In late February 2020 I was asked if I could help in the modelling effort, and at first this was supporting Dr Andrew Black and Dr James Walker in examining Australia’s pandemic preparedness and border closures. This modelling work by Andrew and James formed part of the advice on closing the international border. It was a frantic period of time, with a rapidly evolving situation. Seeing this body of work influence policy was the first of many instances
It wasn’t long after that my supervisor Prof. Joshua V. Ross asked if I was interested in developing and providing a forecast of COVID-19 cases to the COVID-19 response. I would be lying if I didn’t say Imposter Syndrome didn’t tell me to run the other way. Fortunately, and with encouragement from my supervisors and the wider COVID-19 modelling group, I didn’t give in and dived into the work.
To better describe our model, I will briefly introduce some important epidemiological concepts. An important epidemiological parameter is the effective reproduction number Reff, which can be defined as the average secondary number of infections from an infectious individual. This can vary through time, as behaviour changes through the epidemic, through social distancing and public health policy changes.
Reff can be retrospectively estimated through examining the number of cases over time, but to forecast cases using a mechanistic model, it must incorporate some estimate of the future transmission potential and/or arrival of infected cases. The relatively low number of cases in Australia also creates difficulties in utilising methods that rely on historical case incidence. Measures of mobility of each Australian jurisdiction provided by Google and survey results of the public’s behaviour in adhering to personal distancing measures provides the ability to link these indicators to an estimate of the effective reproduction number. This allows for a mechanistic model to forecast cases.
We estimated Reff using historical case incidence and an established method from the literature. To forecast Reff forward, we calibrated a model that links social mobility and personal distancing measures to these estimates of Reff.
Within Australia, there have been jurisdictional level differences in policy and response to social distancing, but the underlying culture and mobility patterns may have commonalities. As such, we employed a hierarchical model to partially pool information between jurisdictions, while allowing for inferred differences where they may occur.

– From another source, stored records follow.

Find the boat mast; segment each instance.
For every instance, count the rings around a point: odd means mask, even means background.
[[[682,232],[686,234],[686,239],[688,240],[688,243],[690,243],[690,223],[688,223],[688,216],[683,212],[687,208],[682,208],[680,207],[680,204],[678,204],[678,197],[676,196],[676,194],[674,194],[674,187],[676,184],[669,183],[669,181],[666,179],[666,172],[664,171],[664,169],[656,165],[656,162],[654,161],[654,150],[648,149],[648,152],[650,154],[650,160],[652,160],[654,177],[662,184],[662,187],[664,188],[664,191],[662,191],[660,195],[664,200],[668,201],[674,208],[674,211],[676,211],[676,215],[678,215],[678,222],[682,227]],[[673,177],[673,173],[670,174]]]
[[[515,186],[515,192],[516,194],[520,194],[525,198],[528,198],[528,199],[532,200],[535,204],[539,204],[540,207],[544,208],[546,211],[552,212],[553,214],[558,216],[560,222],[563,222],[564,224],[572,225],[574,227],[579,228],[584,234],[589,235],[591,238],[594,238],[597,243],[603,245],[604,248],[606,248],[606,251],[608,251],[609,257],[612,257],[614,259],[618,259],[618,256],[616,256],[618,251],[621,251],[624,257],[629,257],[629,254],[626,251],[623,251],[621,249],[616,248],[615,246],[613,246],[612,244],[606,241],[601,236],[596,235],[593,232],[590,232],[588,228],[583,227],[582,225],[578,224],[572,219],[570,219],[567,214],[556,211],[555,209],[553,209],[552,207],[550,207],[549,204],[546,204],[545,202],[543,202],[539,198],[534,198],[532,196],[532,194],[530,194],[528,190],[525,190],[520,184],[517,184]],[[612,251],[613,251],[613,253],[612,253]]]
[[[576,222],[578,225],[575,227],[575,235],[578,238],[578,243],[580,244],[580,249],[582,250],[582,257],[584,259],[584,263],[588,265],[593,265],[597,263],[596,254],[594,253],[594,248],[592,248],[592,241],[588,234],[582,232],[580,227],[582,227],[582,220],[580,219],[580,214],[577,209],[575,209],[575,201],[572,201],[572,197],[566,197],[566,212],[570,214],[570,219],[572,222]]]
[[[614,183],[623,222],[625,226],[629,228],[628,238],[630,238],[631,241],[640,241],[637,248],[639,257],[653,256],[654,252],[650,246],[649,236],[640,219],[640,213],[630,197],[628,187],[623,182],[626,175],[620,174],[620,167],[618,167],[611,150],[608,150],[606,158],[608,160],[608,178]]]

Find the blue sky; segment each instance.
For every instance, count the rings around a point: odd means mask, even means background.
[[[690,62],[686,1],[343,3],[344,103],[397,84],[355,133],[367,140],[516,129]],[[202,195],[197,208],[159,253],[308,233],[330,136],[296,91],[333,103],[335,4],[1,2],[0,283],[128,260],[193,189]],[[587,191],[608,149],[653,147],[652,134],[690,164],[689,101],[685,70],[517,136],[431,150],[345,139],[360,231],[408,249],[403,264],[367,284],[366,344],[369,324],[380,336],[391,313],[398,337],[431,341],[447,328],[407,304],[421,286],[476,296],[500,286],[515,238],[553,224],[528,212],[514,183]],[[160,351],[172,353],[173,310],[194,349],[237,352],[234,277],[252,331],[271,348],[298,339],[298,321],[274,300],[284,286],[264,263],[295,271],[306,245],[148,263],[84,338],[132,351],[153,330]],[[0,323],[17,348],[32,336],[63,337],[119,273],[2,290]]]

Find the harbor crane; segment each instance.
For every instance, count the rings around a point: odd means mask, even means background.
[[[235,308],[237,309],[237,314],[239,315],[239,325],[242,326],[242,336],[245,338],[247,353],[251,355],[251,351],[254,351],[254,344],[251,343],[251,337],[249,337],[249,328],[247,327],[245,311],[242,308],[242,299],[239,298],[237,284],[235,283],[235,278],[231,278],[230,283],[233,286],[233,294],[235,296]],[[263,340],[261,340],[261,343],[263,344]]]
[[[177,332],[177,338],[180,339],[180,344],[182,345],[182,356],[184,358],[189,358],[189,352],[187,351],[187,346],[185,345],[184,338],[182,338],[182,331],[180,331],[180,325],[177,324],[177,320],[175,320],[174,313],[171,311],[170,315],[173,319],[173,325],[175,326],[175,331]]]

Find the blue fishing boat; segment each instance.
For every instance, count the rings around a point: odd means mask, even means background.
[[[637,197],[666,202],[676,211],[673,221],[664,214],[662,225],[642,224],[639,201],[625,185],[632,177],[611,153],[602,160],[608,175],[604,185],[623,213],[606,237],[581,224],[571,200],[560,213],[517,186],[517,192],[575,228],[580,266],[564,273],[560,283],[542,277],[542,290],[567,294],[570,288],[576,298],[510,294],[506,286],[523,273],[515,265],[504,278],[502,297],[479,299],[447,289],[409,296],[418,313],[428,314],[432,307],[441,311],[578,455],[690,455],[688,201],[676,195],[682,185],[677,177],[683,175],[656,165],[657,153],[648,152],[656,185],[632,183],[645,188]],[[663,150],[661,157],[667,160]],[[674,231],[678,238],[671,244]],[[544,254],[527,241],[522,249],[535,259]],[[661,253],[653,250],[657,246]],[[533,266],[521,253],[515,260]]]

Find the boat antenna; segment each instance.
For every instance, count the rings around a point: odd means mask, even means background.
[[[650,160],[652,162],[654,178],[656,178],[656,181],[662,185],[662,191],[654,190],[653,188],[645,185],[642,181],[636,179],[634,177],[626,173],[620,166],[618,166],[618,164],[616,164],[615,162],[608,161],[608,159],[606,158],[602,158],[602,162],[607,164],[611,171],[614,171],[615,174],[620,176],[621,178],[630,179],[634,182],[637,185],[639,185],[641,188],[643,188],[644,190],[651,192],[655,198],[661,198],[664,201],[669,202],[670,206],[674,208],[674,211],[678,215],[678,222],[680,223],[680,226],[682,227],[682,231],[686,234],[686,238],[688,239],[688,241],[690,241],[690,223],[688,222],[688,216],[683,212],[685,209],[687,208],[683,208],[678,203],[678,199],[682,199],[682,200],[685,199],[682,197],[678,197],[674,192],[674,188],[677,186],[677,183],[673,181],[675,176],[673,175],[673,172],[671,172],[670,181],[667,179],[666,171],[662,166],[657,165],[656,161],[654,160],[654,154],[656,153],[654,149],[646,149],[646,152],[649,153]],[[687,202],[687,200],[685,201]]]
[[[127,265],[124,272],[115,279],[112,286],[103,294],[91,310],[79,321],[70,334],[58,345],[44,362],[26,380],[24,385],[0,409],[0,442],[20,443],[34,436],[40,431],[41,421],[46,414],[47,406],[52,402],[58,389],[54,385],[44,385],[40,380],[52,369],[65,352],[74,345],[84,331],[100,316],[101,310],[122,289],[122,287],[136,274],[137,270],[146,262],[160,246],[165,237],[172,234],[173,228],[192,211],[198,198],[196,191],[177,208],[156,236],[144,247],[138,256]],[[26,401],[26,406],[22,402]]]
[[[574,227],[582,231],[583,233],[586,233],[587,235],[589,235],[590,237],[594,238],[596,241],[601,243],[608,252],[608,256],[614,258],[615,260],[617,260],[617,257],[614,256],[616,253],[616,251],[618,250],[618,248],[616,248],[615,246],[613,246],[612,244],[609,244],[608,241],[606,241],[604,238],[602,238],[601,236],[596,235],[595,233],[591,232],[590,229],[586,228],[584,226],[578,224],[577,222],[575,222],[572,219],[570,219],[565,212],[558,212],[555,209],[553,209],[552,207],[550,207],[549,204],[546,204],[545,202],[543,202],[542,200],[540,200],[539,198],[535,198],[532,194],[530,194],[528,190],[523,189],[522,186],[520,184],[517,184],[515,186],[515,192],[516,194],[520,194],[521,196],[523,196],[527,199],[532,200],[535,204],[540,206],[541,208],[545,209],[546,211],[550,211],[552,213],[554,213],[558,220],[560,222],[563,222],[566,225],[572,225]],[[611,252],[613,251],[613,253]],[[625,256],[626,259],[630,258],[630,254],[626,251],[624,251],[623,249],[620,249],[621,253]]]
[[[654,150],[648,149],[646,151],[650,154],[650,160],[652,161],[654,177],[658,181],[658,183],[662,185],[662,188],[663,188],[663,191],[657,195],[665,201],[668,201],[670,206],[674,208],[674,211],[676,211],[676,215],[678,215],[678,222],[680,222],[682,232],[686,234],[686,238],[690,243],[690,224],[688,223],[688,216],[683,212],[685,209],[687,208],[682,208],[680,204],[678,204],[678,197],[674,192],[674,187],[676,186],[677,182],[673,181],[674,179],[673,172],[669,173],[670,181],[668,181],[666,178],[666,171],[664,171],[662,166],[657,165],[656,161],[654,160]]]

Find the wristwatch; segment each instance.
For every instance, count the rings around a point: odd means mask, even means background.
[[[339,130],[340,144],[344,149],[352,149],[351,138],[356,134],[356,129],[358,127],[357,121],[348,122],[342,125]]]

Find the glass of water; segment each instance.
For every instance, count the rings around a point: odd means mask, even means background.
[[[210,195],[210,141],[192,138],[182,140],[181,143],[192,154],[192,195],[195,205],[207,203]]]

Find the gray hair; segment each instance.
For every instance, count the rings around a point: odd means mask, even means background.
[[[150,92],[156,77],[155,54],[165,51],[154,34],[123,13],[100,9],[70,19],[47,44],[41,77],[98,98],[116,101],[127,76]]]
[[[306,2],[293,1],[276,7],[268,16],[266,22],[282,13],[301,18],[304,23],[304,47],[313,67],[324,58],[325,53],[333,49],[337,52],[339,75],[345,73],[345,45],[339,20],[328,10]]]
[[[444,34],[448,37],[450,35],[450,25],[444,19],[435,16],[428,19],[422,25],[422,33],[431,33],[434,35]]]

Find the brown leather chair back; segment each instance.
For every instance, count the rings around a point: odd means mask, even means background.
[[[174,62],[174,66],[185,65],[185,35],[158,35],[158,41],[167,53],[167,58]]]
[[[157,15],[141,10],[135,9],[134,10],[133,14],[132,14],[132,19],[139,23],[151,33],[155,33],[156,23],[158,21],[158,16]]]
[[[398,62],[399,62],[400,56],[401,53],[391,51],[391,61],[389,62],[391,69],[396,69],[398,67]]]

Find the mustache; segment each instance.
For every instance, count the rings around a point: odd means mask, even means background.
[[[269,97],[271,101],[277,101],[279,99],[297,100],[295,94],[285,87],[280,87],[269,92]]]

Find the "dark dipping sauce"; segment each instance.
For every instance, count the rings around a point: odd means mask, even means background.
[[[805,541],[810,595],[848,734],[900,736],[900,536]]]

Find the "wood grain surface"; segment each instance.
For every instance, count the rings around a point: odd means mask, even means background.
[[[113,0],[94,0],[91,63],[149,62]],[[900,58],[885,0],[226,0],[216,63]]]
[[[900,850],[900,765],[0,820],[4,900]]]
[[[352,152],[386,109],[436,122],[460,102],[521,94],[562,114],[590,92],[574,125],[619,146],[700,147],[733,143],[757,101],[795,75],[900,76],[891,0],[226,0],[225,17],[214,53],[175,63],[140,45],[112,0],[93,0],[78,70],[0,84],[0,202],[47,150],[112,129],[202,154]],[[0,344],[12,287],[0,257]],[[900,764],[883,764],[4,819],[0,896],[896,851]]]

After calibrating the model and using Bayesian inference to learn the parameters, we then forecast the social mobility and distancing metrics using a random walk with drift in each jurisdiction. The model then gives a posterior predictive distribution on the Reff over time.
The relatively few cases of local transmission in Australia, in conjunction with strict border control measures internationally and domestically, makes it natural to forecast the number of cases in each jurisdiction using a stochastic branching model. This generative model, using estimates from the literature for epidemiological parameters, can be paired with the time varying effective reproduction number to forecast COVID-19 cases in Australian jurisdictions. This framework adapts to changing public health policies and responses to the ongoing pandemic, particularly during small outbreaks and the irregular but frequent responses to outbreaks seen in Australia.
This forecasting model was run every week, and the results contributed to an ensemble forecast that was provided to various bodies in the Australian Government. This ensemble forecast was often considered by Chief Health Officers in determining the appropriate course of action, and was even shown a few times at media press conferences.
As mathematicians, it is rare that we get to personally observe the impacts of our research, let alone at my level as a PhD candidate. While the pressure and high stakes definitely gave me some sleepless nights, to see policy and action consider my work was incredibly fulfilling, and I highly recommend any HDR student take any opportunity to work on research with direct and immediate impacts like the COVID-19 response. Don’t let your Imposter Syndrome dissuade you from contributing, as every effort, however minor, helps. Your unique perspective will always be valuable in discussions, and you will almost certainly be supported by an amazing and dedicated team as well as your supervisors, as I did in my work!